Marseille Reading
October 14, 2015For the past few months, I’ve had the pleasure to work on the foundation for the Marseille, je t’aime film project. It’s been a delight to once again be involved in a cultural project in my favorite city and there will certainly be more news about the movie in this space in the near future. But, in the meantime, it seems we are on the cusp of signing a very high profile director and I was asked to provide him with a list of reading material about Marseille.

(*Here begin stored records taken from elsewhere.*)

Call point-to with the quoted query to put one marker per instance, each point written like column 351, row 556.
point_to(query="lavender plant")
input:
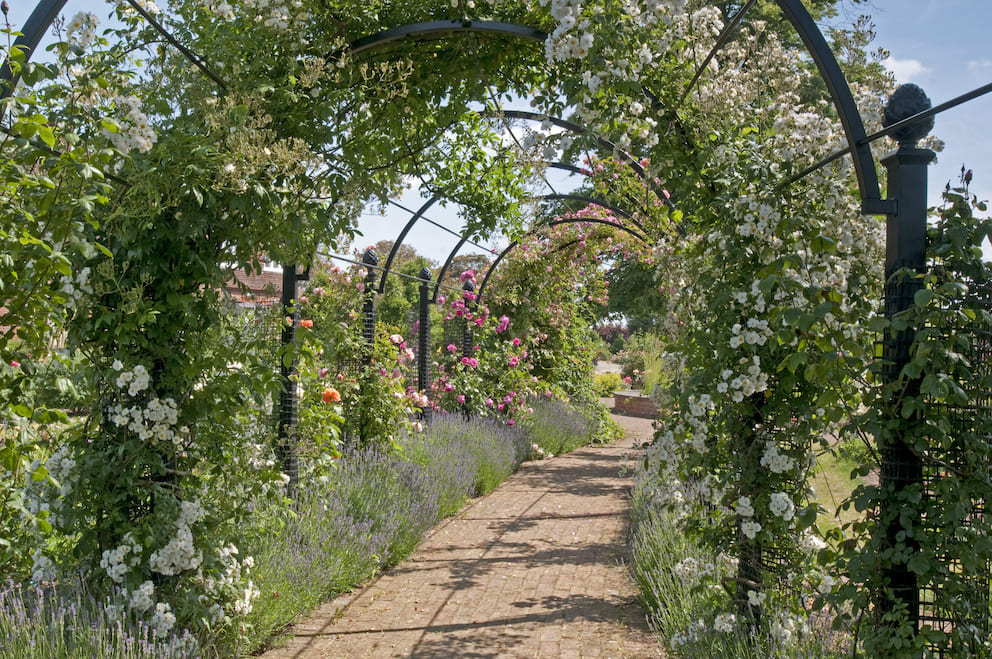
column 38, row 621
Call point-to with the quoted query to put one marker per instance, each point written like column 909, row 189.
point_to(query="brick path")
column 531, row 570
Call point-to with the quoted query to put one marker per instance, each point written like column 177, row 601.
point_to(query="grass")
column 556, row 428
column 346, row 524
column 372, row 511
column 676, row 609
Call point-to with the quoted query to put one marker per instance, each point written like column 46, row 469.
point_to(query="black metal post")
column 371, row 260
column 287, row 370
column 905, row 251
column 424, row 332
column 468, row 291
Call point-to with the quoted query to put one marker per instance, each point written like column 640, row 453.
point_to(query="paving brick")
column 531, row 570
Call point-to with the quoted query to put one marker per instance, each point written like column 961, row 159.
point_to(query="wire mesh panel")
column 958, row 598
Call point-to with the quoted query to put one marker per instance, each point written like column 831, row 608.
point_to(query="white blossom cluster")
column 142, row 599
column 776, row 462
column 725, row 623
column 134, row 131
column 42, row 567
column 561, row 45
column 118, row 561
column 234, row 579
column 810, row 543
column 75, row 287
column 180, row 553
column 163, row 620
column 782, row 506
column 147, row 5
column 277, row 15
column 81, row 29
column 157, row 420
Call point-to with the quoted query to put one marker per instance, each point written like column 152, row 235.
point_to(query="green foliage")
column 607, row 383
column 930, row 407
column 670, row 568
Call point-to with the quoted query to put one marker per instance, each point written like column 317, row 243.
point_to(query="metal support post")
column 424, row 333
column 287, row 370
column 905, row 252
column 468, row 293
column 371, row 260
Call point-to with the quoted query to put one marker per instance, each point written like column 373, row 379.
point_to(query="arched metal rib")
column 515, row 243
column 441, row 29
column 850, row 118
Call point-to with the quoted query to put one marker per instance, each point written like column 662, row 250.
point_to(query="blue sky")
column 941, row 45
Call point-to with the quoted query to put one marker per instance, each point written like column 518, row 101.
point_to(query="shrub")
column 607, row 383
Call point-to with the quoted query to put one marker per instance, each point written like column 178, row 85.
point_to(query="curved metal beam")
column 399, row 240
column 512, row 245
column 850, row 118
column 592, row 201
column 38, row 22
column 444, row 268
column 601, row 141
column 442, row 29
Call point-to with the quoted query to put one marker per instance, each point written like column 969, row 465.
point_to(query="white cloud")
column 905, row 69
column 982, row 67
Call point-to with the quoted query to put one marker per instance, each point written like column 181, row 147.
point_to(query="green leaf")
column 46, row 135
column 922, row 297
column 918, row 564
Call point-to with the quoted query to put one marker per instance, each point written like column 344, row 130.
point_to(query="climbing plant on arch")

I thought it might be interesting to share…
Hello all,
Here are some magazine and book suggestions for xxxxxx:
1) This Harper’s magazine piece on Marseille is iconic; it touches upon the North African culture in the city and is considered the best essay written about Marseille in English in the past 20 years:
2) This National Geographic essay is very famous and has sensational images of Marseille; it’s a bit cliché, but still wonderful:
3) An English writer friend just reminded me today about the wonderful book about Pytheas, the Marseille sailor who discovered Britain; it has a great look at the Greek history of Marseille is:
4) He probably knows this already, but The French Connection is celebrated for its portrait of the Marseille heroin trade and was the basis for the film:
5) Mark Twain has interesting things to say about Marseille in The Innocents Abroad, but I could just send him the pertinent pages as it is a long book:
6) The Izzo trilogy is translated into English, and the first book is really a great window onto Marseille:
7) Claude McKay’s Banjo is a really important book when it comes to African-American literature and evokes pre-WW II Marseille, back when the Panier was home to legal brothels.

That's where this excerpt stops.